ESP Workload Automation

  • 1.  IBM's Tivoli

    Posted Mar 14, 2010 06:26 AM
    Not sure If I did this right the first time or not or if nobody has any experience with this scheduline package. Anyway I'm try the post again. Any insight would be much appreciated. Thanks.   Has anyone had any experiences with IBM's scheduling package called Tivoli. Could you share any  opinions ,good or bad? How does it stack up as far ESP goes? Any information would be helpful.

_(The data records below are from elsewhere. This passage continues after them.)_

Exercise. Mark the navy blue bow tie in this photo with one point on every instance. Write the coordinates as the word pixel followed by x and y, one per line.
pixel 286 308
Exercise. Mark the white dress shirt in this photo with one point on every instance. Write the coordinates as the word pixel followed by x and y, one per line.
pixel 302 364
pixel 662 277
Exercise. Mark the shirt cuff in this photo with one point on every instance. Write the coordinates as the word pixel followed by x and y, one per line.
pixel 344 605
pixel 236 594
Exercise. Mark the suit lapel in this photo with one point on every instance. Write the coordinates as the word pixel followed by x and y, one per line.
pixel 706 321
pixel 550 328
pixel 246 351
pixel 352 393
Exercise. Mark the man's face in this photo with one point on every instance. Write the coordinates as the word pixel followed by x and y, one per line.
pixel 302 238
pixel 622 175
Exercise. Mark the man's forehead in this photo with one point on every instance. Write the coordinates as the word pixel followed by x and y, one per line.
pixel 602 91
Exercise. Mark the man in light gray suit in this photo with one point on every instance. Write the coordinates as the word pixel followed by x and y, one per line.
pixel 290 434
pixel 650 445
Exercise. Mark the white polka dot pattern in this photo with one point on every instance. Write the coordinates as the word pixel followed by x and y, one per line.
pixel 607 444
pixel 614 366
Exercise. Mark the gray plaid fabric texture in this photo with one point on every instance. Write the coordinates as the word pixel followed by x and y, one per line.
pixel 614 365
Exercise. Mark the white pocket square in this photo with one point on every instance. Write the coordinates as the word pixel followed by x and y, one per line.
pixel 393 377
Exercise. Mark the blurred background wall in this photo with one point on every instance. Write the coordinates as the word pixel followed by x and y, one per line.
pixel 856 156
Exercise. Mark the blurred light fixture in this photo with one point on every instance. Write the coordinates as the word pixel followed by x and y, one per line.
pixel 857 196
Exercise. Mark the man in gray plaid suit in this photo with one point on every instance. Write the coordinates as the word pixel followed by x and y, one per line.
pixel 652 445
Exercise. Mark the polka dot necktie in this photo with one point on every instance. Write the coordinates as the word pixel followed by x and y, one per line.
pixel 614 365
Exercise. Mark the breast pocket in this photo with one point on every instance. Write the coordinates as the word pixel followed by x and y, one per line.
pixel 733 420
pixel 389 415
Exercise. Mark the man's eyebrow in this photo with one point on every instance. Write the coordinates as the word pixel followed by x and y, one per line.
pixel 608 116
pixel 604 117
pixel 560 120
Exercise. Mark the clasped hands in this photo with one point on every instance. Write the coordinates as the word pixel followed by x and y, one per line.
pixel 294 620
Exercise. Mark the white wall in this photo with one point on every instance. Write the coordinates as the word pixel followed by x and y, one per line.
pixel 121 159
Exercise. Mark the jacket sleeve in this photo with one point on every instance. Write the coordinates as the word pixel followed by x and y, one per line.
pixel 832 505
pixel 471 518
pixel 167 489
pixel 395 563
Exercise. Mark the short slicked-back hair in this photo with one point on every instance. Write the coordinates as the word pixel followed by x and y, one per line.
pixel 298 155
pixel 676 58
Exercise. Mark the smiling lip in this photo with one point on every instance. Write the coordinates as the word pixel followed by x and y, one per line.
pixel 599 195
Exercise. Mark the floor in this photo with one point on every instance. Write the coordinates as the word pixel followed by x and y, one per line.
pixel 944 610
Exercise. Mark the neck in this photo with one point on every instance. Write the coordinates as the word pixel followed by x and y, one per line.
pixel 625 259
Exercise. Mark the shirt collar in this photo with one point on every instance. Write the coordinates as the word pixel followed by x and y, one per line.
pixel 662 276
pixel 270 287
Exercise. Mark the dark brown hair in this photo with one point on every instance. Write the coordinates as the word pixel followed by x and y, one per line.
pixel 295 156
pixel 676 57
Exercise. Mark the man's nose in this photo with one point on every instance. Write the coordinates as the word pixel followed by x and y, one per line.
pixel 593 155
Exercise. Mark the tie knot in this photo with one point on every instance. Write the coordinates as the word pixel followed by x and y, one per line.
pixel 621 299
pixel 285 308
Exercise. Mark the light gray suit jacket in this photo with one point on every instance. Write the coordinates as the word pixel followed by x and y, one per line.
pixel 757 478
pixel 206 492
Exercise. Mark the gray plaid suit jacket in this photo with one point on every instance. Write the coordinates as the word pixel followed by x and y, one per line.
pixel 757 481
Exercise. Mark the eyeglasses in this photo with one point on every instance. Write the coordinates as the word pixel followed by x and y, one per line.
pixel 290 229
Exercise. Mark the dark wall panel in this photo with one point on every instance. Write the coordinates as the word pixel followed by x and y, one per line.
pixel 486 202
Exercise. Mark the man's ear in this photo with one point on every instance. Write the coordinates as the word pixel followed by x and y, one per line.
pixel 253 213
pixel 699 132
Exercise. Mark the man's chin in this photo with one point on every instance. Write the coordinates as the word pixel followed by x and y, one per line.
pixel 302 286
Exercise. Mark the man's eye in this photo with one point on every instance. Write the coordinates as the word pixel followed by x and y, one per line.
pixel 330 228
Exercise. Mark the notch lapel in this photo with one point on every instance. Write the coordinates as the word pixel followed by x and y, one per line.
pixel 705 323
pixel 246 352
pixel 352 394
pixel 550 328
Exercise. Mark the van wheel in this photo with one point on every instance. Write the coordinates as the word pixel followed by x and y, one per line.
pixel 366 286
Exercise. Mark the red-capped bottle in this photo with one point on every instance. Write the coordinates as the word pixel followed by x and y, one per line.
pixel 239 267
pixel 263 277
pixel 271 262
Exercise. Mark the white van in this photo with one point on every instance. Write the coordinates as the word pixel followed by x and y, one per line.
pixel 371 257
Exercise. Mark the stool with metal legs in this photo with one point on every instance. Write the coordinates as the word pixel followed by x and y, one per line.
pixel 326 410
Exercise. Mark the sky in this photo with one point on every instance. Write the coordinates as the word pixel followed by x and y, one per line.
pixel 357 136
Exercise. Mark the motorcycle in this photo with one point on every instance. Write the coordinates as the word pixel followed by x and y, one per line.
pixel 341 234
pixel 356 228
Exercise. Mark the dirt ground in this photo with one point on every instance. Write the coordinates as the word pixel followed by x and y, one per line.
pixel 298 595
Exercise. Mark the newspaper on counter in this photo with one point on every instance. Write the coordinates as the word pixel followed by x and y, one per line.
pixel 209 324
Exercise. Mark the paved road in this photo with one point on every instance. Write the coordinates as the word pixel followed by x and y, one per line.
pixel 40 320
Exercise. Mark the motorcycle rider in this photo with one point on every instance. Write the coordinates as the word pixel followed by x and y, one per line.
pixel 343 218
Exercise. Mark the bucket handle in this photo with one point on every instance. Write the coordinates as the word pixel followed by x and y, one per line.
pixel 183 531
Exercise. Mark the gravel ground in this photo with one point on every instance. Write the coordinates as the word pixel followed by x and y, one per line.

Thanks.


  • 2.  Re: IBM's Tivoli

    Posted Mar 16, 2010 11:38 AM
    Ed,  We use both in our shop today for different customers (along with some other scheduling packages, too).  They are quite different.  TWS (formerly OPC) is very much in a class by itself on a number of points.  In ESP, the majority of the definitions are handled via Rexx-based logic in the JOBPROC members.  A lot of flexibility.  TWS is extremely rigid by comparison.  Everything is nested in layers and layers of online panels.  The way the schedules actually process are polar opposites.  ESP is driven by dynamic events.  TWS has a layered approach of the application definitions, long term plans and current plans, the different plan phases managed by batch-loaded scans.    That's just a high-level look at a few of the top items.  From there you can go deeper.  Even from what I hit, there are variations and other functionalities.  We'd go on forever.  I'm not saying one is good or bad.  It's a matter of need.  Some environments need a very strict and structured architecture to handle processing, others do better handled in a more free-form manner.  From a purely personal standpoint, if I were dealing with a choice situation and had to pick between ESP and TWS, I'd go with ESP.  My overall top preference is with one of the other schedulers we use here, but ESP is still up there on the list - #2 or #3, depending on what day you ask me.  TWS is lower for us, but again, it depends on what you're needing to do.  In our shop right now we use five different mainframe scheduling tools, including ESP and TWS.  Of course, we have the impossible dream of wishing someone could take all the features we like best and come up with some hybrid super-scheduler that catches it all and eliminates all the stuff we don't want.  Never gonna happen, but it's nice to dream.  Eric


  • 3.  Re: IBM's Tivoli

    Posted Mar 30, 2010 05:50 AM
    Eric,If you don't mind me asking, what is your number  1 choice, as far as scheduling tools you use?    I used to use TWS a long time ago, before we converted to ESP, and I didn't care for it much, but I am more experienced in ESP, and I enjoy the flexibility it provides.   I didn't like the long term plan (esp's simulate) and the panel driven scheduling was cumbersome.    If you like panels, and a database scheduler, TWS is not bad, again, depends on how you need to use your scheduler.